За окошком — серый день, морось. Вылезла из постели часам к шести; на ковре, под пяткой — щекотная шкурка киви (обожаю: нежная зеленая плоть, тающая на языке), бардак в комнате — невероятный. Убирать ничего не хочется. Юльке позвонила.

Я не висела бы на телефоне, но из дома Иван не звонит. Да и все эти идиотские формальности только бесят. «Дорогая, ты как, в порядке? Я ничего не забыл!!!» Бред какой-то.

— Балашов поехал обслуживать супругу. Кстати, если что — ночью вы были на срочном задании.

— Дашка, что ты несешь, на каком мы могли быть «задании»?

— Да это на всякий случай.

К соседскому чаду кто-то приперся. Сейчас подымут визг: «Гулять! — А ты уроки сделала? — Нам не задали! Гулять! — Полдевятого! Через полчаса — спать ложиться! — Гулять!..». Но тишина — подозрительная. Дверь приоткрывается. Застываю с трубкой в руках.

— Юль, прости, тут Балашов… снова.

Скидывает плащ, на стол — бутылку кагора. В ладони — три лохматеньких киви. Зачем же так?

— Только что сказала Юльке… он, мол, давно дома, жену… охаживает…

— Я знал, что это тебя доконает.

Провести день в чарующем состоянии безлюбья, бесподобном ощущении душевного равновесия, горделиво улыбаться собственному равнодушию… И — под занавес этой безобидной одноактной пьесы — умереть. Чуть-чуть, совсем чуть-чуть умереть.

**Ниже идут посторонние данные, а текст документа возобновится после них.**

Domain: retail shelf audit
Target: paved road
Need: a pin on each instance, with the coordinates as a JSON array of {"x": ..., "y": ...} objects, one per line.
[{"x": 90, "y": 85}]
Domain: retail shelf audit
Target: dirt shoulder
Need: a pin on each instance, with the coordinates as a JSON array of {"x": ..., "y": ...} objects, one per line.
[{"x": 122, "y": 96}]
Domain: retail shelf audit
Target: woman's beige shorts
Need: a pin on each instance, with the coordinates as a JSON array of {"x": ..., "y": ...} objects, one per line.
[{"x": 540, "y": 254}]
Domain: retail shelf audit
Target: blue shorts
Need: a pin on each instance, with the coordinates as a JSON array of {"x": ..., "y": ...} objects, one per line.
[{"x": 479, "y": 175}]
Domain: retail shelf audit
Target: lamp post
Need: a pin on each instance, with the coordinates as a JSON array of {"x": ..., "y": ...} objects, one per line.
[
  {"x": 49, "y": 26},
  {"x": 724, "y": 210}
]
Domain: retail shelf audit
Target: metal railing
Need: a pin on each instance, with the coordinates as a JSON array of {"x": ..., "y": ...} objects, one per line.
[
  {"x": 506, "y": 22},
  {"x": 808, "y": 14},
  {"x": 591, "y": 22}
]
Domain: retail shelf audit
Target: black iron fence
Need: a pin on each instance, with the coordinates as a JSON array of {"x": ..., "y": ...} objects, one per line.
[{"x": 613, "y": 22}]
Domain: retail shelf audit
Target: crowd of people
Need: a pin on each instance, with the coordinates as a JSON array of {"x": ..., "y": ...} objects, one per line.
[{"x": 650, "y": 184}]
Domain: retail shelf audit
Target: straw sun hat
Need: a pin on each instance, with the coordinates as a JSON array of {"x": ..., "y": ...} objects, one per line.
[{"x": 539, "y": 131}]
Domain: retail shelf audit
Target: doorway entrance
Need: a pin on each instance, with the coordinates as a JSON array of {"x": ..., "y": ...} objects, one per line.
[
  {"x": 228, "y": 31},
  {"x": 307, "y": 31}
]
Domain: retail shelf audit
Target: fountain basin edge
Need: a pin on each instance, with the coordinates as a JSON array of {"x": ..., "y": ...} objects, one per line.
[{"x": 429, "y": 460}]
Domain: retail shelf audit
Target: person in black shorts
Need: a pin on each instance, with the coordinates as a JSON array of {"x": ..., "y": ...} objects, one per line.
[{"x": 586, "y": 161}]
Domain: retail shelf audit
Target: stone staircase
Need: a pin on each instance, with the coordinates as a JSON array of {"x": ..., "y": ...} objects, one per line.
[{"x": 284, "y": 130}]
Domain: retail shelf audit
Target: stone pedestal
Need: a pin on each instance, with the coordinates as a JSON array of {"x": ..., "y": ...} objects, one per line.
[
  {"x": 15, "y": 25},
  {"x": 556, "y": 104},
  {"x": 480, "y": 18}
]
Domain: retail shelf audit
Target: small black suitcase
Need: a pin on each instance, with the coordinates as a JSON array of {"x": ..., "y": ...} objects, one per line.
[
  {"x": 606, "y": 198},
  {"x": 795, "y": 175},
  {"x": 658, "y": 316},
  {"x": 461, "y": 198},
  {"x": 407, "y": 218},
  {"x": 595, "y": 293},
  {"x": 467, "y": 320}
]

— Я не позволю тебе зацепить… мою душу. Вот так.

Маленькая смерть не отпускает, размазывает под глазами тушь, хлюпает в носу.

Еще полслова, полжеста — он, конечно, выберет единственно верные — и жиденькое безбольное счастье навсегда покинет нас. Меня — покинет; этого достаточно.

Одна боль останется. В подробностях.

— Может, я привязываюсь посильней тебя, Даша.

— Два часа назад я смотрела в потолок и думала: а что будет, если он больше не придет?

Хотела сказать: никогда не было так… упоительно. В одну ночь — если не сердце, то плоть ты точно научил: улыбаться; смеяться; хохотать. Хотела сказать. Не успела.

— Да я и не приду больше.

…Подрожала под ледяным душем; едва промокнула прохладное тело. Влезла в джинсы, свитер. Посмотрим еще, чья возьмет. По влажным волосам бегут капли, свитер на спине уже сырой. Наматываю волосы на руку, отжимаю. Он не получит меня.

...Чем мы были и что мы не смогли сохранить, — промолчишь поневоле, коль с течением дней лишь подробности боли, а не счастья видней.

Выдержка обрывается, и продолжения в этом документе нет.